Überraschend wurde Helmut Asche im vergangenen Sommer von seinem Posten als Direktor des Evaluierungsinstitutes DEval abberufen - angeblich war man im Entwicklungsministerium (BMZ) unzufrieden mit seiner Leistung. Asche selbst sagt im Interview, er und sein Team hätten von Anfang an den Widerstand im Ministerium gegen ein unabhängiges Institut zu spüren bekommen.
Herr Asche, warum sind Sie von Ihrem Posten abberufen worden?
Mehr als das, was allen anderen gesagt wurde, weiß ich auch nicht: dass es an Strategie fehle und das Institut zu langsam Berichte produziere. Ich habe diesen Vorwurf der neuen BMZ-Leitung von Anfang an als ausgesprochen unaufrichtig empfunden, denn uns wurden nie die erforderlichen Mittel zur Verfügung gestellt, um eine Strategie zu entwickeln und die Berichte im verlangten Ausmaß zu produzieren.
Das heißt, das Institut hat in den zwei Jahren Ihrer Amtszeit weniger Berichte vorgelegt als geplant?
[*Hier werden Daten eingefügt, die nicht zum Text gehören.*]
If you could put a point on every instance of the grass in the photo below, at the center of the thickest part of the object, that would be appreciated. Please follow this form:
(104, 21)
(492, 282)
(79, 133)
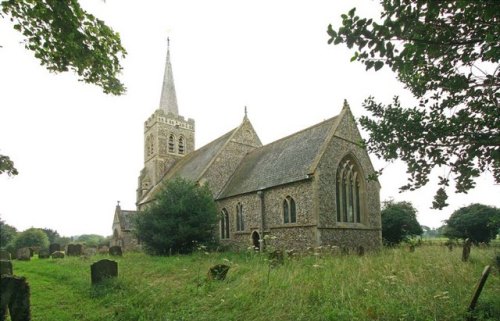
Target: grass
(430, 284)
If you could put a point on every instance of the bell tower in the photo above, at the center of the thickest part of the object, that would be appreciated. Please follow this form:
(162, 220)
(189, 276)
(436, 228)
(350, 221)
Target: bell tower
(168, 136)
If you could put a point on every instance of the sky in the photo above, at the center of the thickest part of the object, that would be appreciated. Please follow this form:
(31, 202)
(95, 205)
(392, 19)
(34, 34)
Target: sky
(79, 151)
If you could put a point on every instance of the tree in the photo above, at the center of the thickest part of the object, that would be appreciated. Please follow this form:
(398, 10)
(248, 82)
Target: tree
(478, 222)
(182, 215)
(399, 222)
(447, 54)
(32, 237)
(63, 36)
(7, 233)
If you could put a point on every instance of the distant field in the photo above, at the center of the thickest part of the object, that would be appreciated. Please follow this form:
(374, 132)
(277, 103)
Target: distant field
(430, 284)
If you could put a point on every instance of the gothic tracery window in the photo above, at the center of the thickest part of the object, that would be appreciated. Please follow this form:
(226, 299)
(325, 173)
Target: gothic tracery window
(289, 212)
(171, 143)
(224, 224)
(348, 192)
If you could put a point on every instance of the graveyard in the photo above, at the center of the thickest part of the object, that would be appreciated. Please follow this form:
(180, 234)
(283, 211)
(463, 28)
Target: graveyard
(431, 282)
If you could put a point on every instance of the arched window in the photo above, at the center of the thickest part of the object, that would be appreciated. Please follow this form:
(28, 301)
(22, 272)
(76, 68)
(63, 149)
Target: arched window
(348, 191)
(289, 213)
(224, 224)
(240, 222)
(181, 145)
(171, 143)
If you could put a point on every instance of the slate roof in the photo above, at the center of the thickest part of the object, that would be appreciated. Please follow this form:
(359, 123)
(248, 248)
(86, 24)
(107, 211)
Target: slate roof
(284, 161)
(126, 221)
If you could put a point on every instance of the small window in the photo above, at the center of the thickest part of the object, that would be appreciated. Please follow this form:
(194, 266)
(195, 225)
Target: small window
(171, 143)
(181, 145)
(224, 224)
(240, 222)
(289, 211)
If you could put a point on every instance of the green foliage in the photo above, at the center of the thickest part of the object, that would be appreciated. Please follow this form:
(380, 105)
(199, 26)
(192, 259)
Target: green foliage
(32, 237)
(182, 215)
(93, 240)
(399, 222)
(7, 166)
(478, 222)
(7, 233)
(447, 54)
(63, 36)
(392, 284)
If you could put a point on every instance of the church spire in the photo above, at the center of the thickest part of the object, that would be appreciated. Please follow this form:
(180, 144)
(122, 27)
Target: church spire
(168, 100)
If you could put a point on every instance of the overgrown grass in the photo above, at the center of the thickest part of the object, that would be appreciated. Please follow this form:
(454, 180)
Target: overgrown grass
(430, 284)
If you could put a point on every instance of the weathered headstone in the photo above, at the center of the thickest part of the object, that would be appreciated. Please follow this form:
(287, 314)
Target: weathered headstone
(74, 250)
(218, 272)
(54, 247)
(115, 251)
(466, 250)
(6, 267)
(5, 255)
(57, 255)
(103, 269)
(276, 258)
(43, 254)
(24, 254)
(15, 298)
Ja, weil wir in einer Situation waren, mit der wir nicht gerechnet hatten. Das DEval hat eine wunderbare Schar von engagierten und qualifizierten jungen Mitarbeitern, aber wir haben aus unterschiedlichen Gründen nie das volle Personal des Stellenplans zur Verfügung gestellt bekommen. Es gibt immer noch einen Stellenstopp bei den Abteilungsleitungen und das Ministerium war in zwei Jahren nicht in der Lage, diesen Missstand zu beheben. Zudem ist die ganze Konstruktion des Instituts verkorkst.
Inwiefern?
Das DEval ist eine Gesellschaft im Besitz des Bundes, vertreten durch einen einzigen Gesellschafter, nämlich das Entwicklungsministerium, von dem es zugleich Zuwendungen erhält. GmbH- und Zuwendungsrecht sind aber ein Einfallstor für tagtägliches Mikromanagement.
Hat Ihnen das Ministerium in die Arbeit des Instituts hineingeredet?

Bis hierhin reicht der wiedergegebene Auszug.